Глава IX. Ответственное поручение
Великолепие Во вместо того чтобы, как надеялся Фуке, произвести на короля благоприятное впечатление, только усилило в нем чувство ревности и враждебность. В то время как некоторые все еще думали, что суперинтендант унаследует если не официальный титул Мазарини — титул первого министра, то по меньшей мере его положение, Кольбер уже получил от Людовика XIV приказ об аресте своего могущественного соперника. В тот момент двор должен был направиться в Нант на заседание Провинциальных Штатов, на котором король одним своим присутствием рассчитывал заставить своих бретонских подданных выложить кругленькую сумму. Все заставляло предполагать, что именно в Нанте что-то произойдет...
Еще перед отъездом король, вечно стесненный в деньгах, от души постарался опустошить кассы суперинтенданта, затребовав у него денег по двум статьям: для оплаты своего войска и на расходы двора. Фуке, несмотря на то, что его шпионы за последние месяцы постоянно предостерегали его «не верить доброму отношению и приятной мине» Его Величества, поспешил быстро удовлетворить это требование. Чересчур уверенный в своем могуществе, чересчур рассчитывающий на свою способность распутывать любые интрига, он совсем не обращал внимания на все более явственно проступавшие признаки своей будущей опалы. Он считал себя другом юного короля, необходимым человеком, которого не могут и не посмеют разлучить с монархом.
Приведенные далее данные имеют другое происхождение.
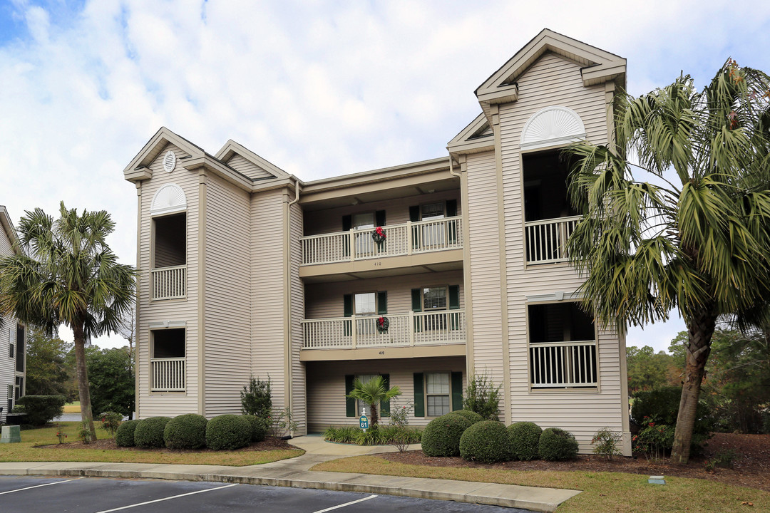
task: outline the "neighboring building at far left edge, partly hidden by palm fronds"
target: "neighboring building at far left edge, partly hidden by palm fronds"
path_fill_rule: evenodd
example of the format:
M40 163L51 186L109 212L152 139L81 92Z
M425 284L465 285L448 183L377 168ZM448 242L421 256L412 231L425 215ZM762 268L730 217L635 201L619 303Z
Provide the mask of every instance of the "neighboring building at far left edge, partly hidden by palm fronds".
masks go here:
M0 257L18 252L18 238L11 217L0 205ZM16 399L24 395L26 358L24 325L14 317L3 317L0 326L0 421L5 421L5 415L11 411Z

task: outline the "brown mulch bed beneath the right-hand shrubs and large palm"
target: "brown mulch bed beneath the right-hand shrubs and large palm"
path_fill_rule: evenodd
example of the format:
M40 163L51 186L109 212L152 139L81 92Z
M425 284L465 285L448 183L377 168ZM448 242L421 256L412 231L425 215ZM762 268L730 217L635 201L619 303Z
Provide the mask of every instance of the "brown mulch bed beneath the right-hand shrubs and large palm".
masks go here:
M705 470L705 462L718 451L732 450L737 457L733 468ZM708 479L729 485L745 486L770 491L770 435L735 435L715 433L708 440L705 455L691 458L688 465L675 465L668 459L648 461L643 455L636 458L616 456L611 460L594 455L579 455L574 461L505 461L492 465L465 461L463 458L430 458L422 451L387 452L373 455L388 461L408 465L432 467L494 468L506 470L552 470L626 472L628 474L664 475L681 478Z

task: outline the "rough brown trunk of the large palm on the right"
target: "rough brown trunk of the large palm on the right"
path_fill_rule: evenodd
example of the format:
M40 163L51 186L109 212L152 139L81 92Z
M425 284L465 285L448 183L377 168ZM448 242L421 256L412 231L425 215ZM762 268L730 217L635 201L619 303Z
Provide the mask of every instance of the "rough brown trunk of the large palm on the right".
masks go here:
M714 335L717 316L710 311L695 315L688 323L688 343L685 359L685 381L682 382L679 413L674 432L671 460L681 465L690 459L692 429L697 418L701 381L711 352L711 335Z

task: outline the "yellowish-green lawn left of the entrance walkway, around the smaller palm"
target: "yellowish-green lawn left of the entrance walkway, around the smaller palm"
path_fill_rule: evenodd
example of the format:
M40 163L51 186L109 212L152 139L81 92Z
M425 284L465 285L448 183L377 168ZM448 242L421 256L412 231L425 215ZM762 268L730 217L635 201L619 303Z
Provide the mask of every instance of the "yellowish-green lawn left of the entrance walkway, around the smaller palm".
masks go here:
M97 423L98 424L98 423ZM77 440L79 422L61 422L67 441ZM259 465L286 458L295 458L304 451L299 449L276 451L217 451L217 452L157 452L152 450L126 451L89 448L39 448L35 445L58 444L52 426L22 431L18 444L0 444L0 461L115 461L123 463L178 463L186 465ZM109 438L103 429L96 429L98 438Z

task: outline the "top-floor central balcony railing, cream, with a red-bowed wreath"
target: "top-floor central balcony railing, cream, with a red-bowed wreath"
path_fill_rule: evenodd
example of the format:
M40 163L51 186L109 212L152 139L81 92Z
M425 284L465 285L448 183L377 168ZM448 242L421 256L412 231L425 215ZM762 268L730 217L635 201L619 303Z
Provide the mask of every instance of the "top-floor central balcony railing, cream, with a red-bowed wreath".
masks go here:
M383 226L385 240L374 242L375 228L301 237L302 264L330 264L463 247L462 218L432 219Z

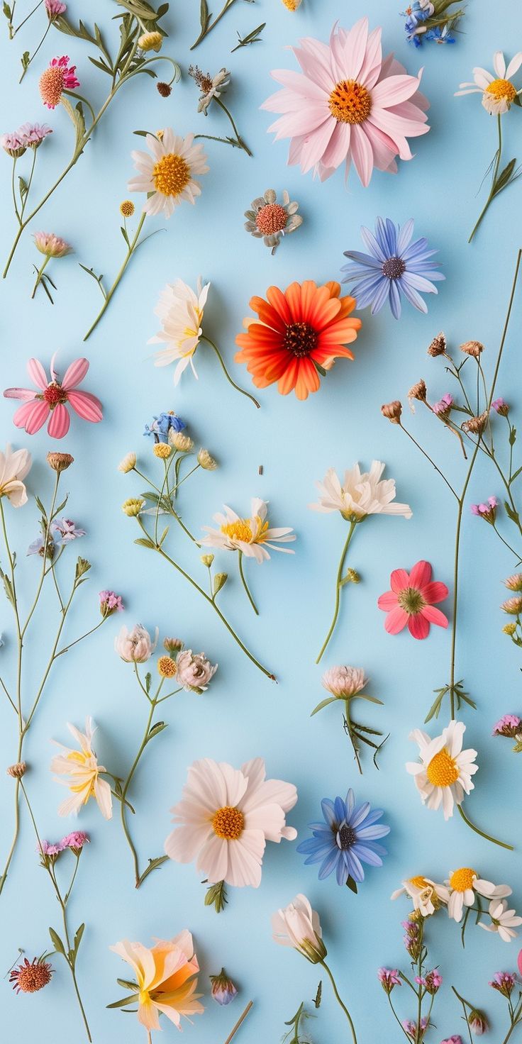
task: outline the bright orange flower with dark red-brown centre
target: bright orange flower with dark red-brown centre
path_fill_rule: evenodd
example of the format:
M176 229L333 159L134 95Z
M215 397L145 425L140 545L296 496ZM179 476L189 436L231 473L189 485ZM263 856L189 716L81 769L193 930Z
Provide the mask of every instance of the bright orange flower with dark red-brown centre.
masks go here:
M259 322L244 321L246 333L236 337L241 348L236 362L246 363L256 387L277 381L281 395L294 390L298 399L308 399L336 358L354 357L345 346L361 328L360 319L349 317L355 299L341 298L339 283L317 286L312 280L291 283L284 292L270 286L266 296L251 299Z

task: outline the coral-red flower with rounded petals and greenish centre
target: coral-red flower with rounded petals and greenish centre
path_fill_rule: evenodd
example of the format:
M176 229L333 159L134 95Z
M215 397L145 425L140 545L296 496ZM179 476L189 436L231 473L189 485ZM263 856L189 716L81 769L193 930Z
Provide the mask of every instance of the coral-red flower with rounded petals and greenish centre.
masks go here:
M441 580L431 579L429 562L418 562L410 573L405 569L394 569L389 577L392 590L381 594L377 601L379 609L387 613L384 627L388 635L398 635L408 625L413 638L427 638L430 623L447 627L448 620L436 601L448 597L448 588Z

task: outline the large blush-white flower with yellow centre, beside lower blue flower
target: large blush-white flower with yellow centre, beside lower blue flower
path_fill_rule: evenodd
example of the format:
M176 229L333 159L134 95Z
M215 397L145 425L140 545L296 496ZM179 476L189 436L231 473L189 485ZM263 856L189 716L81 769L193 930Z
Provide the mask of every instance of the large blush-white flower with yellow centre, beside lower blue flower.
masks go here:
M296 800L293 784L266 779L262 758L241 769L210 758L195 761L183 798L171 809L176 826L165 852L175 862L195 859L210 884L257 888L266 841L296 837L285 818Z

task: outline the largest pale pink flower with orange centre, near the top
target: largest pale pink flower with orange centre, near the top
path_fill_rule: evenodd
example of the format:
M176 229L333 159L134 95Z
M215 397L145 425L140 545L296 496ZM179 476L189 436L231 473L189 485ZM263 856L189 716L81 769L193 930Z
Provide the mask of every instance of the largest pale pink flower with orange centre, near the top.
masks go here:
M397 171L396 157L411 160L407 138L426 134L427 99L419 76L408 76L393 54L382 58L381 29L366 18L352 29L334 26L330 44L308 37L292 48L302 73L276 69L283 85L261 109L282 115L268 130L290 138L288 163L313 169L321 181L353 159L364 186L374 167ZM421 70L422 72L422 70Z

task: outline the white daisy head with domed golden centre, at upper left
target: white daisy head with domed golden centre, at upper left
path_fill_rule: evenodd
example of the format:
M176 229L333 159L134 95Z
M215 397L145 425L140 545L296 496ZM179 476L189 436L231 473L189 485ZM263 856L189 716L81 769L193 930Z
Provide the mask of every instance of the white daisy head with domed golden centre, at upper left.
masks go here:
M171 127L162 132L161 141L152 134L147 134L145 141L151 155L141 149L130 153L139 174L129 181L128 191L147 193L143 205L146 214L170 217L184 199L194 204L200 195L195 177L207 173L207 157L203 145L193 144L193 134L182 138Z

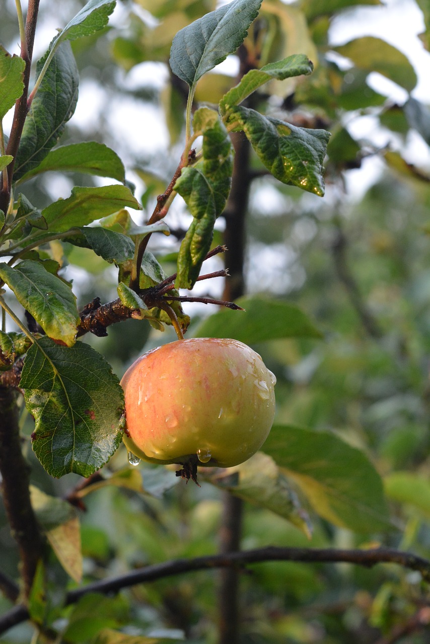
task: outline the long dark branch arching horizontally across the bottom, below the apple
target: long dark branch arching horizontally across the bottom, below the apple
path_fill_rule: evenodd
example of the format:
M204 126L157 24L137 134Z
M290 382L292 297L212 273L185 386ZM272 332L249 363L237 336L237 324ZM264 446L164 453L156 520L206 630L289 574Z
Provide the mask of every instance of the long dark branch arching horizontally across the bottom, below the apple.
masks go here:
M69 591L66 605L76 603L89 592L107 594L119 592L139 583L156 580L176 574L191 573L200 570L217 568L244 568L247 564L259 564L268 561L306 562L308 564L332 564L346 562L349 564L373 567L376 564L398 564L404 568L418 571L425 582L430 583L430 561L412 553L397 551L392 548L375 548L372 550L337 550L331 548L282 548L269 546L255 550L226 554L213 554L195 559L177 559L162 564L148 565L101 582L89 583L83 588ZM28 619L28 611L23 606L16 606L0 618L0 634Z

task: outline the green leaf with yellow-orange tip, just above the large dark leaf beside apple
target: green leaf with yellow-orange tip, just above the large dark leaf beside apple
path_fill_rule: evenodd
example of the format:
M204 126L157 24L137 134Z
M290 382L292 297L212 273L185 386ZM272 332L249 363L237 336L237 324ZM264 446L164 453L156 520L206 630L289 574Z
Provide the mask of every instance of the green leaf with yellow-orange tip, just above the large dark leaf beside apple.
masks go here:
M13 268L0 263L0 278L47 336L73 345L79 314L76 298L68 285L31 260L21 261Z

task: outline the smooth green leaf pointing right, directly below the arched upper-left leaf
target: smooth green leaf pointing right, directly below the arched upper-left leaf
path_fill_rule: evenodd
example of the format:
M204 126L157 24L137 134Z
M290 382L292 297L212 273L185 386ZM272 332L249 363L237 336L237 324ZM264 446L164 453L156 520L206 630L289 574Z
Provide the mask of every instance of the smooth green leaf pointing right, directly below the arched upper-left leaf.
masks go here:
M42 214L50 231L64 232L106 217L124 207L142 209L125 185L95 188L76 186L72 189L70 197L48 205Z

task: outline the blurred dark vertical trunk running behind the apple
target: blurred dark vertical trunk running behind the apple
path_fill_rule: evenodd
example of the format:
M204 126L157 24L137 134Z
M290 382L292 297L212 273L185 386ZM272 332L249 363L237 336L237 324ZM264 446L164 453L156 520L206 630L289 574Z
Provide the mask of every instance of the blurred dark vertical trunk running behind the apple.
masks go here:
M239 48L239 79L249 71L248 51L242 45ZM234 301L244 294L244 256L246 238L246 213L248 210L249 158L251 146L243 132L231 134L235 147L235 160L231 191L226 205L226 229L224 244L227 251L224 255L230 277L226 279L222 299ZM243 502L240 498L224 493L222 526L220 527L220 553L237 552L240 549L242 535ZM220 573L219 587L219 644L238 644L240 637L239 607L239 573L234 568L224 569Z

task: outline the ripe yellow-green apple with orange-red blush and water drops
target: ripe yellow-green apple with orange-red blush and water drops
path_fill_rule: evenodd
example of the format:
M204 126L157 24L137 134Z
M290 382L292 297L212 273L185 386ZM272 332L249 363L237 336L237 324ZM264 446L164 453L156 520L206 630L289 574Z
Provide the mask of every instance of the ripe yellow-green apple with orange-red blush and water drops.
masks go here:
M228 468L264 443L275 414L275 376L249 346L191 338L142 355L121 380L124 443L151 462Z

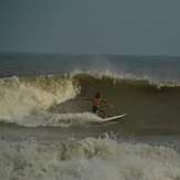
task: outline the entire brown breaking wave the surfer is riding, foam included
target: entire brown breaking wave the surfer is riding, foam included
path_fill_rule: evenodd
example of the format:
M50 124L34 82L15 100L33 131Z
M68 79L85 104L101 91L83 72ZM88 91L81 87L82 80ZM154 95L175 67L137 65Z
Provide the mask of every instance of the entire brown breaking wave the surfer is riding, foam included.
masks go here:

Итак, 29 августа Людовик XIV и его двор покинули дворец Фонтенбло и отправились в Нант в сопровождении лейб-гвардии и мушкетеров. Проехав сначала до Блуа, а затем до Ансени, на третий день кортеж прибыл в столицу герцогини Анны[63].
Королевский Совет присутствовал в полном составе, включая министров и государственных секретарей Летеллье, Кольбера, Бриенна, Лионна, Фуке... Дело в том, что последний без колебаний отправился вместе с двором в это путешествие, хотя друзья настойчиво советовали ему уклониться от поездки.
Увы! Фуке уже, сам того не понимая, совершил смертельную ошибку: он только что продал г-ну де Арле свою должность генерального прокурора парижского Парламента, должность, делавшую его почти неуязвимым. С этих пор он фактически стал приговоренным, разгуливающим пока на свободе. 30 августа он прибыл в Нант совершенно разбитый и вдобавок мучимый лихорадкой. Вместе со своим другом Гюгом де Лионном, государственным секретарем «по чужестранным делам», он остановился в доме Руже. На следующий день, невзирая на свое болезненное состояние, он заставил себя пойти во дворец поприветствовать Его Величество. Король принял его крайне вежливо, делая вид, что беспокоится о его здоровье. В этот день Фуке не обратил внимания на царившую при дворе атмосферу таинственности. В окружении Людовика XIV все перешептывались, поспешно читали какие-то записки и сразу же их прятали.